# Wanted: Coach



## mezzaluna (Aug 29, 2000)

Due to a scheduling snafu with our caterer, I may be elected to prepare a simple spaghetti dinner for about 60 people very soon. I'm a good home cook, but want to know if anyone is willing to give me pointers to help me do things efficiently and safely. (Coaching by e-mail is fine if you prefer to do this off-board). The menu includes spaghetti with a choice of 2 sauces (marinara and bolognese/meat), tossed salad and garlic bread. (Dessert will be pot luck.) My concerns center on safe prep of the meat for the sauce, pre-cooking and finishing the pasta so it's al dente at service, dealing with the garlic bread, and maybe a recipe suggestion for the sauces. I'll have one double oven (half convection, half conventional) and a standard, 4-burner flat cooktop. Some genius installed a Sub-Zero with 12" deep shelves at the site, so there's not a huge amount of fridge space. There is also a home-size microwave. I live nearby and can do some prep at home, but would rather do as much as possible on site. I did prepare spaghetti for 90 diners when I was in college, so it's not the first time.... but I'd like to know if it's doable for me or if I should tell them to find someone else or cancel the event. Here's a chance for someone to do a good deed, indeed! Thanks, everyone.

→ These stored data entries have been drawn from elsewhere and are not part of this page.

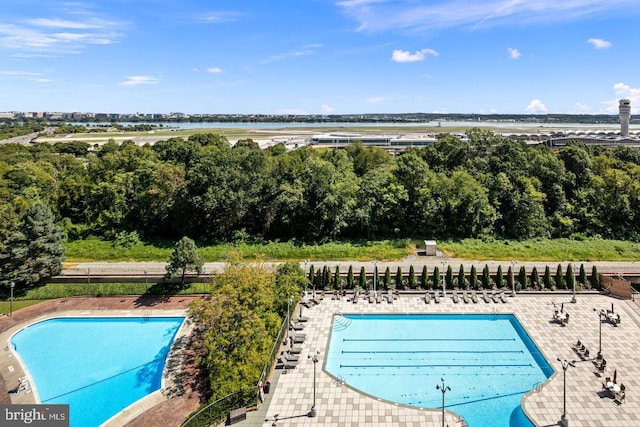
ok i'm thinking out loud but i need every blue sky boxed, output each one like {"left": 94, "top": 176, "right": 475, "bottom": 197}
{"left": 1, "top": 0, "right": 640, "bottom": 115}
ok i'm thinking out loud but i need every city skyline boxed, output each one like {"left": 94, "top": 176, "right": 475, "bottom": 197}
{"left": 1, "top": 1, "right": 640, "bottom": 115}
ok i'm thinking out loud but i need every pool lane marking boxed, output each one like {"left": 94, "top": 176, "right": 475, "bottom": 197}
{"left": 343, "top": 338, "right": 516, "bottom": 342}
{"left": 342, "top": 350, "right": 524, "bottom": 354}
{"left": 339, "top": 363, "right": 534, "bottom": 368}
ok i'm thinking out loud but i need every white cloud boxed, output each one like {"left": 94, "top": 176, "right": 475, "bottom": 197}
{"left": 606, "top": 82, "right": 640, "bottom": 113}
{"left": 391, "top": 48, "right": 438, "bottom": 63}
{"left": 526, "top": 99, "right": 547, "bottom": 113}
{"left": 30, "top": 78, "right": 53, "bottom": 83}
{"left": 119, "top": 75, "right": 160, "bottom": 86}
{"left": 587, "top": 38, "right": 612, "bottom": 49}
{"left": 198, "top": 12, "right": 241, "bottom": 24}
{"left": 321, "top": 104, "right": 336, "bottom": 115}
{"left": 0, "top": 9, "right": 125, "bottom": 54}
{"left": 207, "top": 67, "right": 223, "bottom": 73}
{"left": 0, "top": 70, "right": 41, "bottom": 76}
{"left": 507, "top": 47, "right": 521, "bottom": 59}
{"left": 337, "top": 1, "right": 639, "bottom": 33}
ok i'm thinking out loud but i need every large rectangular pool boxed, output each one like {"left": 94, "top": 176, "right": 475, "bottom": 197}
{"left": 325, "top": 313, "right": 553, "bottom": 427}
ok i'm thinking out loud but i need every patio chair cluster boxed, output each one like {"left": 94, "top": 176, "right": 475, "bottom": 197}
{"left": 553, "top": 305, "right": 570, "bottom": 326}
{"left": 349, "top": 289, "right": 395, "bottom": 304}
{"left": 572, "top": 339, "right": 590, "bottom": 360}
{"left": 600, "top": 370, "right": 626, "bottom": 404}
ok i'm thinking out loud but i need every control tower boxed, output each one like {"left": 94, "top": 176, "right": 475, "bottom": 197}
{"left": 619, "top": 99, "right": 631, "bottom": 137}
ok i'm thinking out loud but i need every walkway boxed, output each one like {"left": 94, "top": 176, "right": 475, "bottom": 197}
{"left": 242, "top": 292, "right": 640, "bottom": 426}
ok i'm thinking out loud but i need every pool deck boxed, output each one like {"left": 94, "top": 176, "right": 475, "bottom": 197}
{"left": 245, "top": 292, "right": 640, "bottom": 427}
{"left": 0, "top": 296, "right": 203, "bottom": 427}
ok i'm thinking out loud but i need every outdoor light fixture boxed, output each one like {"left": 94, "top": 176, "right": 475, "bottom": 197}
{"left": 557, "top": 358, "right": 576, "bottom": 427}
{"left": 309, "top": 350, "right": 320, "bottom": 417}
{"left": 9, "top": 281, "right": 15, "bottom": 317}
{"left": 436, "top": 377, "right": 451, "bottom": 427}
{"left": 511, "top": 261, "right": 518, "bottom": 297}
{"left": 372, "top": 260, "right": 378, "bottom": 297}
{"left": 440, "top": 260, "right": 446, "bottom": 296}
{"left": 594, "top": 308, "right": 605, "bottom": 360}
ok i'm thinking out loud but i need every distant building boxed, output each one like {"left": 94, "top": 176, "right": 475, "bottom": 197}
{"left": 619, "top": 99, "right": 631, "bottom": 137}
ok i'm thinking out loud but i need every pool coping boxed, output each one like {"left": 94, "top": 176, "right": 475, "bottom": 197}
{"left": 0, "top": 309, "right": 191, "bottom": 426}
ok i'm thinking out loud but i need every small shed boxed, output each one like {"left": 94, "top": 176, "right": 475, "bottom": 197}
{"left": 424, "top": 240, "right": 437, "bottom": 256}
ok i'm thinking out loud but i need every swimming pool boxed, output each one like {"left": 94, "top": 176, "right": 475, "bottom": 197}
{"left": 11, "top": 316, "right": 185, "bottom": 427}
{"left": 325, "top": 314, "right": 553, "bottom": 427}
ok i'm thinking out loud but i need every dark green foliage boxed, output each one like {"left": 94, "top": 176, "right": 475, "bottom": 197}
{"left": 518, "top": 266, "right": 528, "bottom": 290}
{"left": 578, "top": 264, "right": 587, "bottom": 287}
{"left": 347, "top": 265, "right": 354, "bottom": 289}
{"left": 358, "top": 266, "right": 366, "bottom": 289}
{"left": 456, "top": 264, "right": 465, "bottom": 289}
{"left": 165, "top": 236, "right": 203, "bottom": 285}
{"left": 445, "top": 265, "right": 453, "bottom": 289}
{"left": 384, "top": 267, "right": 391, "bottom": 290}
{"left": 555, "top": 264, "right": 565, "bottom": 289}
{"left": 469, "top": 265, "right": 478, "bottom": 290}
{"left": 0, "top": 203, "right": 65, "bottom": 287}
{"left": 496, "top": 265, "right": 504, "bottom": 288}
{"left": 543, "top": 266, "right": 553, "bottom": 289}
{"left": 530, "top": 267, "right": 540, "bottom": 289}
{"left": 408, "top": 265, "right": 416, "bottom": 289}
{"left": 333, "top": 266, "right": 341, "bottom": 290}
{"left": 590, "top": 265, "right": 600, "bottom": 289}
{"left": 322, "top": 265, "right": 330, "bottom": 290}
{"left": 432, "top": 266, "right": 440, "bottom": 289}
{"left": 395, "top": 266, "right": 403, "bottom": 289}
{"left": 565, "top": 264, "right": 575, "bottom": 292}
{"left": 307, "top": 264, "right": 315, "bottom": 284}
{"left": 420, "top": 265, "right": 428, "bottom": 289}
{"left": 482, "top": 264, "right": 491, "bottom": 289}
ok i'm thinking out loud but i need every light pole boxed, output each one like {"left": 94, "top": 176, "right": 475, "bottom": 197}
{"left": 436, "top": 377, "right": 451, "bottom": 427}
{"left": 594, "top": 308, "right": 605, "bottom": 360}
{"left": 9, "top": 281, "right": 15, "bottom": 317}
{"left": 287, "top": 295, "right": 292, "bottom": 330}
{"left": 510, "top": 261, "right": 517, "bottom": 297}
{"left": 440, "top": 261, "right": 446, "bottom": 297}
{"left": 557, "top": 358, "right": 576, "bottom": 427}
{"left": 144, "top": 267, "right": 148, "bottom": 292}
{"left": 86, "top": 268, "right": 90, "bottom": 298}
{"left": 372, "top": 260, "right": 378, "bottom": 297}
{"left": 308, "top": 350, "right": 320, "bottom": 417}
{"left": 571, "top": 264, "right": 577, "bottom": 303}
{"left": 304, "top": 260, "right": 309, "bottom": 295}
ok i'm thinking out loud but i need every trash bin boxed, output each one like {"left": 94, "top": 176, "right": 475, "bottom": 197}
{"left": 264, "top": 381, "right": 271, "bottom": 394}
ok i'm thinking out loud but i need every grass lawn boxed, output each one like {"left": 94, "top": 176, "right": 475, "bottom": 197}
{"left": 63, "top": 237, "right": 640, "bottom": 263}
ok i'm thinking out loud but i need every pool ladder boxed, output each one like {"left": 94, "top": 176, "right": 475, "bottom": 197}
{"left": 333, "top": 311, "right": 352, "bottom": 330}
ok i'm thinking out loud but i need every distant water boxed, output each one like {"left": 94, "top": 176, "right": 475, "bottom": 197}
{"left": 74, "top": 121, "right": 638, "bottom": 131}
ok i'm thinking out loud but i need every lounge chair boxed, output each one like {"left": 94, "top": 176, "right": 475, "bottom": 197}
{"left": 491, "top": 292, "right": 499, "bottom": 303}
{"left": 288, "top": 346, "right": 303, "bottom": 354}
{"left": 279, "top": 351, "right": 299, "bottom": 362}
{"left": 291, "top": 333, "right": 306, "bottom": 344}
{"left": 499, "top": 292, "right": 507, "bottom": 303}
{"left": 393, "top": 289, "right": 399, "bottom": 300}
{"left": 376, "top": 294, "right": 382, "bottom": 304}
{"left": 276, "top": 360, "right": 298, "bottom": 370}
{"left": 596, "top": 358, "right": 606, "bottom": 374}
{"left": 434, "top": 291, "right": 441, "bottom": 304}
{"left": 471, "top": 290, "right": 479, "bottom": 303}
{"left": 368, "top": 293, "right": 375, "bottom": 303}
{"left": 385, "top": 291, "right": 393, "bottom": 304}
{"left": 462, "top": 290, "right": 470, "bottom": 304}
{"left": 482, "top": 291, "right": 490, "bottom": 303}
{"left": 294, "top": 316, "right": 309, "bottom": 323}
{"left": 580, "top": 349, "right": 590, "bottom": 361}
{"left": 573, "top": 339, "right": 582, "bottom": 351}
{"left": 290, "top": 322, "right": 305, "bottom": 331}
{"left": 353, "top": 293, "right": 359, "bottom": 303}
{"left": 424, "top": 292, "right": 431, "bottom": 304}
{"left": 452, "top": 290, "right": 460, "bottom": 303}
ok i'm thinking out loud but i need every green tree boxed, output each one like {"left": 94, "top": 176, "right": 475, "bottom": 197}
{"left": 164, "top": 236, "right": 204, "bottom": 285}
{"left": 408, "top": 265, "right": 416, "bottom": 289}
{"left": 395, "top": 266, "right": 403, "bottom": 289}
{"left": 495, "top": 265, "right": 504, "bottom": 289}
{"left": 347, "top": 265, "right": 354, "bottom": 289}
{"left": 543, "top": 266, "right": 553, "bottom": 290}
{"left": 578, "top": 264, "right": 587, "bottom": 288}
{"left": 445, "top": 265, "right": 453, "bottom": 289}
{"left": 358, "top": 266, "right": 366, "bottom": 289}
{"left": 530, "top": 267, "right": 540, "bottom": 289}
{"left": 420, "top": 265, "right": 428, "bottom": 289}
{"left": 555, "top": 264, "right": 565, "bottom": 290}
{"left": 565, "top": 264, "right": 575, "bottom": 293}
{"left": 518, "top": 266, "right": 528, "bottom": 290}
{"left": 333, "top": 266, "right": 341, "bottom": 291}
{"left": 457, "top": 264, "right": 465, "bottom": 289}
{"left": 0, "top": 203, "right": 65, "bottom": 287}
{"left": 590, "top": 265, "right": 600, "bottom": 289}
{"left": 384, "top": 267, "right": 392, "bottom": 290}
{"left": 482, "top": 264, "right": 491, "bottom": 289}
{"left": 432, "top": 266, "right": 440, "bottom": 289}
{"left": 469, "top": 265, "right": 478, "bottom": 290}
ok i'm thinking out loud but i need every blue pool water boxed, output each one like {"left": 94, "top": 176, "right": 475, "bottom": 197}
{"left": 11, "top": 317, "right": 184, "bottom": 427}
{"left": 325, "top": 314, "right": 553, "bottom": 427}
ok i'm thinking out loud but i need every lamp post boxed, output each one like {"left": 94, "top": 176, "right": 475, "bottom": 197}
{"left": 86, "top": 268, "right": 90, "bottom": 298}
{"left": 440, "top": 260, "right": 446, "bottom": 297}
{"left": 308, "top": 351, "right": 320, "bottom": 417}
{"left": 594, "top": 308, "right": 605, "bottom": 360}
{"left": 287, "top": 295, "right": 292, "bottom": 330}
{"left": 436, "top": 377, "right": 451, "bottom": 427}
{"left": 557, "top": 358, "right": 576, "bottom": 427}
{"left": 571, "top": 264, "right": 577, "bottom": 303}
{"left": 372, "top": 260, "right": 378, "bottom": 297}
{"left": 510, "top": 261, "right": 517, "bottom": 297}
{"left": 144, "top": 267, "right": 148, "bottom": 292}
{"left": 9, "top": 281, "right": 15, "bottom": 317}
{"left": 304, "top": 260, "right": 309, "bottom": 295}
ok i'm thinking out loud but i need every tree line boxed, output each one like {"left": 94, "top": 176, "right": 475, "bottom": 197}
{"left": 1, "top": 129, "right": 640, "bottom": 248}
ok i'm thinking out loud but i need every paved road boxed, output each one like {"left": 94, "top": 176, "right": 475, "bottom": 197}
{"left": 61, "top": 257, "right": 640, "bottom": 278}
{"left": 0, "top": 132, "right": 40, "bottom": 145}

[This message has been edited by Mezzaluna (edited October 23, 2000).]


----------



## isa (Apr 4, 2000)

I've never made spaghetti for 60 people but I do have a good recipe for bolognese sauce should you ned one. I'll be happy to be of assistance for any help you need.

Sisi


----------



## shroomgirl (Aug 11, 2000)

Easy breezy....Marinara, chopped tomatoes (canned ok get a good brand) 
Saute garlic and onions until wilted
Add tomatoes cook 15-20 minutes med high
add fresh basil s and p
You can pre make and heat at the last minute
add basil to preheat if you want

Pasta can be pre cooked if necessary....add olive oil to pasta when you drain so it won't stick together then when it has cooled place in a ziploc
Bologanise....takes awhile 3hours if you 
are doing from scratch. Joy of cooking new additions is good....is long.
Premake put in the fridge much better the next day anyway.
Reheat sauces and add pasta before service

Prep salad and mix together before event you can again use ziplocs for toppings....dress right before service

Garlic bread...pre make spread and bake 20-30 minutes in foil (7-8 loaves ought to do it....) 
This is really very doable not huge amounts
Go girl....get help with serving...2-3 others
one on salad and bread, one/two on pasta 
Should not take you long to serve
Either have sliverware rolls or placed on table
Drinks away from the food line (self serve ok)
I like having a nibble on each table (olives maybe with this) so that those waiting can sit and talk and nibble...I assume you are 
serving and not buffeting....better portion control and less food worries


----------



## chef david simpson (Sep 25, 2000)

Mezzaluna, I need to know one thing.Is it a sit down or buffet? Its pretty simple either way. 
Do all your prep at home. maripoux and garlic spread. If you want to impress then do every thing from scratch. Remember, this might lead to more gigs. So be able to turn heads when ever possible. This is how you start a good catering business. Never cancel an event that's easy like this.


----------



## mezzaluna (Aug 29, 2000)

Great advice! I won't know for a few days if I'll really be going this, but I'll be disppointed if I don't get to, for sure. To answer your question, Chef David, it's buffet and very informal- lots of kids, disposable plates, etc. I will be donating my time, as it is an event to welcome new members to my synagogue. We've already lassoed the confirmation class to help serve and clean up. (I'd rather cook for 500 than clean up after 10!) I like the olives idea; we do things so much on the cheap that we never thought of it! I know where to get some nice mixed cured olives; they'll go over great. Thaks for that suggestion, Shroomgirl! I knew I'd come to the right place.


----------



## mezzaluna (Aug 29, 2000)

Thanks, Angelina. As it turns out, they found a pro to do the job, so I'm deprived of the experience. But I'll duck back in the kitchen and get some pointers from him/her (respectfully, of course!) as I love to cook for a crowd, period. I am saving this page and will file it on my hard drive for future reference. Thanks, everyone!


----------



## unichef (Aug 14, 2000)

I hate when that happens


----------